El Dr. Klint recibió una carta.
No un correo electrónico.
Ni una mensaje de texto.
Ni un whatsapp.
Un sobre, con letras escritas a mano.
Con tinta azul.
«Mala letra» – pensó para si – «Esto tiene que venir de un colega»
No había remitente.
Sólo un «Gustavo Klint MD PhD» y el resto de las señas de su domicilio.
Se lo tomó con calma.
Se preparó un Cardhu en vaso ancho.
Con mucho hielo.
Y se sentó en el butacón para relajarse y abrir el sobre.
Se mesó el cabello, primero.
Luego se lo revolvió para después mirarse en el espejo.
Pasaban los años.
Pesaban las canas, pese a su cara de niño.
Un hombre.
Amante amado.
Un hedonista.
Alguien cuyo sofisticado gusto, medio vienés medio manchego, le había impedido compartir nada.
Que poseía un loft que podía parecer vacío.
Pero que estaba lleno porque le contenía a él.
Y tantos recuerdos del pasado.
Recuerdos de quien fue, es y seguirá siendo.
Hasta el final.
Abrió el sobre y miró en su interior.
«¡Coño!» – exclamó Klint, aunque nadie le oía.
La carta venía de Acapulco.
Dieciocho años después.
El pasado se hacía presente.
De nuevo.
Fue en 1997 la última vez que estuvo en México.
Lo recordaba vagamente.
Viajaba solo.
Había hecho noche en un hotel, próximo al aeropuerto de DF.
Dalí se llamaba el hotel.
Tuvo que esperar una conexión, aprovechando para recorrer la capital acompañado por un taxista que le habían recomendado.

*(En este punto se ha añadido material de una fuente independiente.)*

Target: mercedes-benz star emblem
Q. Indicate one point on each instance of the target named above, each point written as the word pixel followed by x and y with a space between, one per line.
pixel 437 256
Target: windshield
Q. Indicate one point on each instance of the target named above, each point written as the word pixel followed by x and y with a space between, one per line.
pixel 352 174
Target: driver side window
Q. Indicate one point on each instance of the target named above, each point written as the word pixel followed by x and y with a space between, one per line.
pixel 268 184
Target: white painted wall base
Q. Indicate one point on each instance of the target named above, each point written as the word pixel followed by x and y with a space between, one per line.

Mariachis en la plaza Garibaldi.
El potrillo.
Luís Miguel en concierto.
Unos tragos rápidos en la Zona Rosa.
Un cajero automático cerca de Televisa.
Un paseo por debajo de la Virgen en una cadena mecánica.
Sin embargo, de su estancia en Acapulco había dos hechos que le impedían olvidar.
Un colega alemán había muerto ahogado en la playa del hotel.
De lujo.
Con socorristas.
No pudieron hacer nada por él.
Un congreso de cirujanos en Mexico y uno de ellos muerto.
En extrañas circunstancias.
La otra fue una sacudida mientras estaba en la cama.
No, no fue él empujando.
Fue un terremoto.
Todos a salvo entre los ricos.
Varios muertos entre los más pobres.
Como siempre.
Lo demás era un recuerdo nublado.
Se pasó los días flotando.
De mojito en mojito.
De tequila en tequila.
Hubo una noche en que cenó con un cirujano argentino, mientras veían lanzarse a los clavadistas.
Después tomaron un taxi.
Primero fueron a la ladera de la montaña, con calles de barro y casas bajas.
Luego a una enorme discoteca, de cristal, elevada en otra ladera que dominaba la playa.
Y bailaron y hablaron y bebieron.
Había muchos hombres y mujeres.
Pero no recordaba como regresaron al hotel.
Volvió a mirar la fotografía: «Gustavo Klint Jr.»